Figure 4.. Unbiased analysis of sperm mosaicism reveals that sperm sequencing reclassifies risk for ~50% of mosaic variants.

a, Blood and sperm from 8 fathers was subjected to 200× whole genome sequencing (WGS) followed by detection of mosaicism using the intersection of MuTect 2 and Strelka 2 and union with MosaicHunter. b-c, Total number of mosaic variants (b) and those found in each father (c) that were SDO, blood/sperm shared (BSS; includes SDE, SBE, and blood detectable enriched - BDE), or BDO. F02 showed a substantially increased number of BDO variants, most likely related to clonal hematopoiesis/collapse due to his advanced age at sampling (70 years). d, Ranked plot of the estimated sperm and blood AF with 95% confidence intervals (estimated fraction ± binomial CI; based on the fraction of mutant reads, see Supplementary Data 8) for all 123 gonadal mosaic variants that were detected as mosaic in sperm. Lower plot shows the log10 transformed ratio of sperm and blood AFs (0 replaced with 1*10⁻⁸) and the rolling average over 20 data points to display the local trend. e, Violin plots with inner box plots (showing median and quartiles) of AFs of all three types of variants as indicated (n=62 SDO variants, 61 BSS, and 568 BDO). f, Sperm vs. blood AF for all detected mosaic variant coded by individual. BDO and BSS mosaic variants reached higher AF than those that were SDO. Grey area denotes region of variants that are detectable in both sperm and blood.

Figure 5.. Sperm mosaic variant mutation patterns support a developmental origin.
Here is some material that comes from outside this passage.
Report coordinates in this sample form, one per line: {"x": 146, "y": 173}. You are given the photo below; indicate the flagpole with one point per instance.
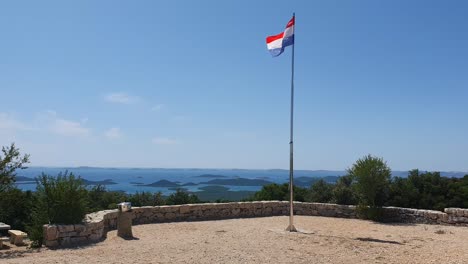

a, Mutational signatures (6 categories) for the three classes of mosaicism, compared to the overall gnomAD signature and a permuted subset (n=1,000 permutations for n=68 (SDO), 72 (BSS), and 568 (BDO) gnomAD SNVs; shown is the 95% band). Asterisks indicate observed signatures that lie outside the 95% band of the permuted variants. SDO and BDO showed signatures that differed from gnomAD and the BSS variants; BSS variants likewise showed a mutational signature that was distinct from the gnomAD population. b, Mutational signatures (96 categories; trinucleotide environment) of the three classes of mosaicism. c, Model for four types of PGM from testis tubule cross-section, with spermatogonial stem cells (SSC) at perimeter, and mature sperm at lumen. Type I and IIa PGM occurs in a single sperm (I) or SSC (IIa), thus contributing to only a fraction of total sperm and associate with non-recurrent disease. Type IIb and III mutations lead to selective growth advantage and elevate population-level recurrence risk (IIb), or occur during paternal embryogenesis, leading to multiple independent mutant SSCs and associate with mutational recurrence (III). d, Type III PGM mosaicism occur (i) during early paternal embryogenesis, seeding sperm and somal progenitors at equally high AFs, (ii) during late embryogenesis, seeding stochastically at variable AFs between tissues, or (iii) in early primordial germ cell (PGC) differentiation, seeding only gonads. Note: PGCs are the early embryonic progenitors of SSCs.